Slotsom5.9. In het midden kan blijven of [appellant 2] [geïntimeerden] onjuist of onvolledig heeft geïnformeerd, omdat de vordering van [geïntimeerden] afstuit op het ontbreken van causaal verband tussen de gestelde tekortkoming en de gestelde schade. Het bestreden tussenvonnis zal daarom worden vernietigd en de vorderingen van [geïntimeerden] zullen worden afgewezen. Om die reden kunnen de overige grieven onbesproken blijven.

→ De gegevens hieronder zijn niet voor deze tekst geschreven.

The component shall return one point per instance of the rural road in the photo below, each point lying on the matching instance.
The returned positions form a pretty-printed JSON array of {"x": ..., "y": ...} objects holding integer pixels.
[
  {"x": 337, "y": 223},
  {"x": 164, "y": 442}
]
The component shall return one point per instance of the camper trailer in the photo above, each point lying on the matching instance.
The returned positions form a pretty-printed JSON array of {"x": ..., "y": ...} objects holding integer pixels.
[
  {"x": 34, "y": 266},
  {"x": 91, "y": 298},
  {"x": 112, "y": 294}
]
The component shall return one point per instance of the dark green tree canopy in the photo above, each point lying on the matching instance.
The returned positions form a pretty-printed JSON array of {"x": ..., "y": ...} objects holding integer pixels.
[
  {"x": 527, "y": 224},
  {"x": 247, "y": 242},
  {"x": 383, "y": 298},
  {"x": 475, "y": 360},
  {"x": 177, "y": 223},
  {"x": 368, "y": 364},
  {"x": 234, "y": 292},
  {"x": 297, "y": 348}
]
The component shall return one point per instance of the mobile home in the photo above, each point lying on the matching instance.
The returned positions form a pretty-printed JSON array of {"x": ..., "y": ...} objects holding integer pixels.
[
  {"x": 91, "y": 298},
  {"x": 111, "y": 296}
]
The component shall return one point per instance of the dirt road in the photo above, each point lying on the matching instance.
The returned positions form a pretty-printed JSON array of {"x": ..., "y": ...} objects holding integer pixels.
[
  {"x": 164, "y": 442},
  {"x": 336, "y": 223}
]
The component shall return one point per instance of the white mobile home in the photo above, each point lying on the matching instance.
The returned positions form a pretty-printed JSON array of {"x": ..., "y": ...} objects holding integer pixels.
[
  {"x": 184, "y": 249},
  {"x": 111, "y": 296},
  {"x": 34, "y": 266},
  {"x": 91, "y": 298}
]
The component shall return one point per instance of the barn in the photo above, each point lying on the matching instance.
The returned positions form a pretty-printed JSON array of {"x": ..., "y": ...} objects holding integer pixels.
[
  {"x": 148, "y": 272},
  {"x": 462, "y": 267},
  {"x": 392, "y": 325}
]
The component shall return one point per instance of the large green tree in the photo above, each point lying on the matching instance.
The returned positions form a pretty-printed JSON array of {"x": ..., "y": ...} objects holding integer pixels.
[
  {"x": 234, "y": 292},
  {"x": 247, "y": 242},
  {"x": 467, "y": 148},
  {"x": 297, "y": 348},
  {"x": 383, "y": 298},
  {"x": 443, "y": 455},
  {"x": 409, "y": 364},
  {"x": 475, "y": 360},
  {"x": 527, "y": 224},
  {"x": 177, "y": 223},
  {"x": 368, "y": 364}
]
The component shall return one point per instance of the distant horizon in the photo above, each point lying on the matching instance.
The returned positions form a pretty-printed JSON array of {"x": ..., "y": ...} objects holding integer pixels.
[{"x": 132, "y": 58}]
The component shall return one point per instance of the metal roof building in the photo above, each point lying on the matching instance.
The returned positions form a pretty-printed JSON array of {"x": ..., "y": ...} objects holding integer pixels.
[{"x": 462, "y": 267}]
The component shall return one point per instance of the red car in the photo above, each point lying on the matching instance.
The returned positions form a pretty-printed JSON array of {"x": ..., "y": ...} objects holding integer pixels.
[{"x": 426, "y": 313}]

Proceskosten5.10. [geïntimeerden] zijn in het hoger beroep in het ongelijk gesteld en zullen daarom worden veroordeeld in de proceskosten in het geding in beide instanties. Het hof begroot deze kosten voor de eerste aanleg aan de zijde van [appellanten] als volgt:
- griffierecht € 2.837,--
- salaris advocaat € 2.228,-- (tarief IV 2022, 2 punten)
Totaal € 5.065,--
en begroot de proceskosten voor het hoger beroep als volgt:
- explootkosten € 103,33
- griffierecht € 2.135,--
- salaris advocaat € 4.426,-- (tarief IV, 2 punten)
Totaal € 6.664,33
De totale kosten bedragen daarmee € 11.729,33.

6.Beslissing

Het hof:
vernietigt het vonnis waarvan beroep, en opnieuw rechtdoende:
wijst de vorderingen van [geïntimeerden] af;
veroordeelt [geïntimeerden] in de kosten van het geding in beide instanties, tot op heden aan de zijde van [appellanten] vastgesteld op € 11.729,33 aan verschotten en salaris en op € 178,- voor nasalaris, te vermeerderen met € 92,- voor nasalaris en de kosten van het betekeningsexploot ingeval betekening van dit arrest plaatsvindt, te vermeerderen met de wettelijke rente, indien niet binnen veertien dagen na dit arrest dan wel het verschuldigd worden van de nakosten aan de kostenveroordeling is voldaan
verklaart deze veroordeling uitvoerbaar bij voorraad.
Dit arrest is gewezen door mr. E.M. Deen, mr. J.F. Aalders en mr. E.M. de Stigter en door de rolraadsheer in het openbaar uitgesproken op 15 oktober 2024.